‘When anything went wrong, I got the blame for it.’
Johnno was five years old when his brother died. Because they’d been playing together at the time, Johnno came to bear the blame for his brother’s death and he became the target of his father’s violence. He often ran away and believes he was placed in care because he was deemed to be ‘uncontrollable’.
Made a ward of the state of Victoria he was about nine when he was sent to a youth training centre in the 1950s.
Johnno hated every minute he was there. The workers were cruel and the boys were rough.
‘You had to be tough, you had to know what you were doing.’
Johnno witnessed several boys being sexually assaulted by the workers. He absconded as many times as he could, but was always caught and brought back.
When he was 10, Johnno was cornered by one of the workers who grabbed him by the crotch and dragged him into an empty room. Johnno thought he was going to be sexually assaulted but another worker walked in and he was allowed to leave. After that he armed himself with makeshift weapons that he planned to use if he was ever touched again.
A few years later he was moved to a boys’ home in a different town and was again physically and mentally abused by the workers. He remembers being taken to a shed across from the property where he was severely belted.
‘They used to hit you over the head and again and again … It was more like a concentration camp … You’d go in and come out worse than you were before.’
Several weeks after he’d been there, Johnno was cornered by three older boys, Kenny, Sam and Walter. They were aged in their mid to late teens and Johnno knew that Walter was the son of one of the cottage parents.
When they tried to rape him, Johnno fought back, but he was forced to masturbate them and perform oral sex. Two boys held him down while he performed sexual acts on the other.
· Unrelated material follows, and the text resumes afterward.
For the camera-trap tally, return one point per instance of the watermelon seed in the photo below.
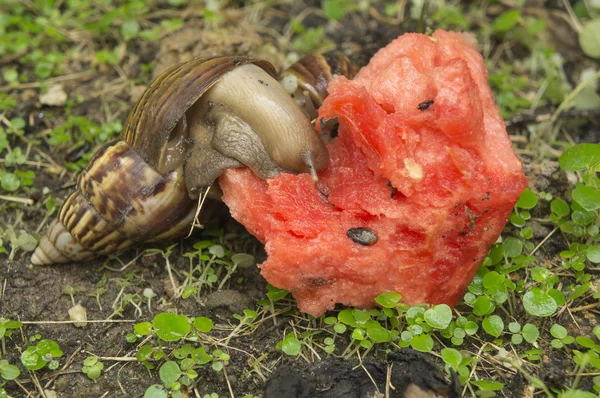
(425, 105)
(394, 189)
(362, 236)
He first disclosed the abuse to his cottage parents, but was told to shut up and stop making trouble. Johnno then went to the superintendent of the home, Nelson Bridges, but he didn’t want to hear anything about what had happened.
‘From that day onwards, I said nothing.’
Johnno stated that he continued to be a violent and aggressive child because it was all he knew. He didn’t want anyone near him and often fought back against workers. In the mid-1960s when he was 16, he successfully escaped from the home. No one seemed to care about his departure.
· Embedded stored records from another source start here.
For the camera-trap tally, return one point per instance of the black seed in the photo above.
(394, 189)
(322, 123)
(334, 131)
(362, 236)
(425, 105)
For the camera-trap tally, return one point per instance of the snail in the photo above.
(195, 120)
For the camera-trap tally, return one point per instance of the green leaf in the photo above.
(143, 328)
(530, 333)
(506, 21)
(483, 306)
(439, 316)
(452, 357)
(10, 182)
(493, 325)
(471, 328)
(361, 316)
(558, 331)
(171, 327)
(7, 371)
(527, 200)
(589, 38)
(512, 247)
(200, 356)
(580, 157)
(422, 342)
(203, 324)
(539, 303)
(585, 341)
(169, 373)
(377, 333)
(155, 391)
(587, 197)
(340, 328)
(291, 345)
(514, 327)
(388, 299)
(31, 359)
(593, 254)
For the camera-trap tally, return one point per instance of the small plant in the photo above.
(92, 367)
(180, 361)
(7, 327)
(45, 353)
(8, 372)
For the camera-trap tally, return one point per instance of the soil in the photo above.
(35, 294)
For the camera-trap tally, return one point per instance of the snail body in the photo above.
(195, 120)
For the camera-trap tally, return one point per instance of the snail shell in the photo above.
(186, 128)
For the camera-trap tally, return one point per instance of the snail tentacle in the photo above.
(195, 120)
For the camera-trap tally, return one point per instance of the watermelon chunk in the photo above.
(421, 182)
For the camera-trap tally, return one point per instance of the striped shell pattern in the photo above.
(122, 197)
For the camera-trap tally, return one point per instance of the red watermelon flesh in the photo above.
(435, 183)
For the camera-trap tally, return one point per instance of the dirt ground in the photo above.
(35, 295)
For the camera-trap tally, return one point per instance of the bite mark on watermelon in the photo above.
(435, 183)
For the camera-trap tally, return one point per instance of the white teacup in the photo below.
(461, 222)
At 17, he was imprisoned for a time. He described himself as an alcoholic and drug addict who was violent and caused fights. When he was released from jail, he applied to join the defence forces but was initially rejected. In the mid-1970s he was successful in his application and he’d since had a long and successful career.
Nevertheless, he’d had difficulty at times following orders from superiors. He’d struggled with alcohol and drug use, but stated he’d been clean for many years. He’d been married several times and has been with his current wife for over 20 years.
Today, Johnno still has vivid flashbacks and nightmares. He’s engaged in counselling, which has been helpful and he described being very protective of his children and grandchildren.
He never reported the abuse to police in large part because he doesn’t want people to know he was abused.
‘I’m a tough guy, and for people to know that about me … That can’t happen.’